We have currently set the cache eviction to trigger at 70% of heap usage, which evicts cache entries using the LRU algorithm. We have been seeing some inconsistencies in the data due to the cache eviction. We have spotted scenarios, where cache eviction evicted some or many of the entries, but not the marker key, that brings inconsistency to that object, as application thinks that we have all the entries but actually we don't.
To fix this, we also implemented a listener for the destroy, but somehow this is also not fixing the issue.
'''
@Override
public void afterDestroy(EntryEvent<String, BitmapSketch> event) {
String regionKey = event.getKey();
Region<String, BitmapSketch> region = event.getRegion();
// take action only when non-marker key is evicted and marker key is still present
if (regionKey != null && !regionKey.startsWith("[")) {
//asynchronus call
reloadExecutor.submit(
() -> {
String markerKey = "[".concat(regionKey.substring(0, regionKey.indexOf("_")).trim().concat("]"));
//check for marker key presence before removing the marker key
if (region.containsKey(markerKey)) {
logger.info("FixGeodeCacheInconsistency : Marker key exist !!! Deleting the marker key associated with the entry key. Region: `{}`; Entry Key: `{}`; Marker Key: `{}`",
region.getName(), regionKey, markerKey);
//remove the marker key from the region to bring consistency for the sketch
region.remove(markerKey);
logger.info("FixGeodeCacheInconsistency : Marker key destroyed. Region: `{}`; Entry Key: `{}`; Marker Key: `{}`",
region.getName(), regionKey, markerKey);
}
});
}
}
'''
We are now in the run to look for some other more reliable solution and trying to take a deeper look at the problem.
Couple of notes
- We are breaking one big object and storing the parts as entries in the region.

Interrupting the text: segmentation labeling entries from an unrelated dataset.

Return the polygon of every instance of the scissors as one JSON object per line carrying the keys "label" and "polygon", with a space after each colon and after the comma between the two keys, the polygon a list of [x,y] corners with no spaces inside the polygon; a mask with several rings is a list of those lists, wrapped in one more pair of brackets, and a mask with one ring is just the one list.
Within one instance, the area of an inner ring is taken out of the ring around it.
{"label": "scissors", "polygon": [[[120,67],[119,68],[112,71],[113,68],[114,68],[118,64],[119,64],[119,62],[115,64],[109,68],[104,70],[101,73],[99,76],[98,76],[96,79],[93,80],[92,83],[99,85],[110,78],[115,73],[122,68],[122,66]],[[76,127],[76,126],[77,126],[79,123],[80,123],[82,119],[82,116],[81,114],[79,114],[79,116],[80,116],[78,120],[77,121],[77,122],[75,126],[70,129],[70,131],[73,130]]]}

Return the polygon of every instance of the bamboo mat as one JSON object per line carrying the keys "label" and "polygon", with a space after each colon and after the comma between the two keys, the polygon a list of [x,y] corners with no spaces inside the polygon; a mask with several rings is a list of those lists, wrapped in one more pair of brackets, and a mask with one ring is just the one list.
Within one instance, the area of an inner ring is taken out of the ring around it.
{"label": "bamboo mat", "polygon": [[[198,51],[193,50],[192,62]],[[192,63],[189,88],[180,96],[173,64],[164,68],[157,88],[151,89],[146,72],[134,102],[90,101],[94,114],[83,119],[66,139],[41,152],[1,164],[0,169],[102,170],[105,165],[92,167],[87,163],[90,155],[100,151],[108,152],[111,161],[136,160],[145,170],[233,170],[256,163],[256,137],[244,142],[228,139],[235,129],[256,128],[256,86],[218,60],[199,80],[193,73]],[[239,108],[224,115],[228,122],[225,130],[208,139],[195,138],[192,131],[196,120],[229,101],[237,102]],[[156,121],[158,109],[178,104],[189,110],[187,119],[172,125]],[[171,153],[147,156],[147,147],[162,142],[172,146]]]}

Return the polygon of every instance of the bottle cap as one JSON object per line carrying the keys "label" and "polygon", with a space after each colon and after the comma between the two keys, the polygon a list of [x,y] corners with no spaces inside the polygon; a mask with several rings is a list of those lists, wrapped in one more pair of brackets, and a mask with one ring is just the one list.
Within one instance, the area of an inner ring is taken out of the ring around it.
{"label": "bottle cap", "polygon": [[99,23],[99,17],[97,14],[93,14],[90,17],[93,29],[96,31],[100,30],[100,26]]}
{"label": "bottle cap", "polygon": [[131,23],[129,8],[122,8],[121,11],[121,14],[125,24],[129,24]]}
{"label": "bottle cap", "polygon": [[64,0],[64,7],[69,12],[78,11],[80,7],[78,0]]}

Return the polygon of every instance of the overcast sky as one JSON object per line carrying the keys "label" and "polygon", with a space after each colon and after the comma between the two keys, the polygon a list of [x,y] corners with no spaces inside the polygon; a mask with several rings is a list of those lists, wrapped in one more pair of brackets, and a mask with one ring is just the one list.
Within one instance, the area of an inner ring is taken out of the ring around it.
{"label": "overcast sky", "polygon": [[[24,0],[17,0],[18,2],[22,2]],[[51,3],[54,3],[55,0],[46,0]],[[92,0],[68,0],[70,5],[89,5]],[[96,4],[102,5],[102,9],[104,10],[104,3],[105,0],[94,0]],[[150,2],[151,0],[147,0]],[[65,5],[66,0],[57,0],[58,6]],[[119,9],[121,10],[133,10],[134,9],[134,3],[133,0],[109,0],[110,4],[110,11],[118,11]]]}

- We add one marker key to the region to determine the object existence
- We read all the parts of this object from the region to create the big object
- Geode region does not know the connection between these parts
A simple example of one such object. For example, the object is E12345
- Marker key:- [E12345]
- Parts/Entries:- E12345_00, E12345_01, E12345_02, E12345_03, E12345_04, E12345_05 and so on....
Geode Cache eviction sometimes evict some of the parts but not the marker key, which is causing all the issues.
We are trying to come up with the approach of achieving any of the below.
- Is there an option of grouping related entries together so that Geode knows these are relevant entries for one broader object
- How to make sure that Geode cache eviction is not causing inconsistencies. Currently, it is removing some of the entries and leaving some of them there, that brings inconsistency in the end results
- Is this a good use case for the region locking semantics?
I will be glad to provide more context and details as required.
Any details/guidance/suggestions are appreciated.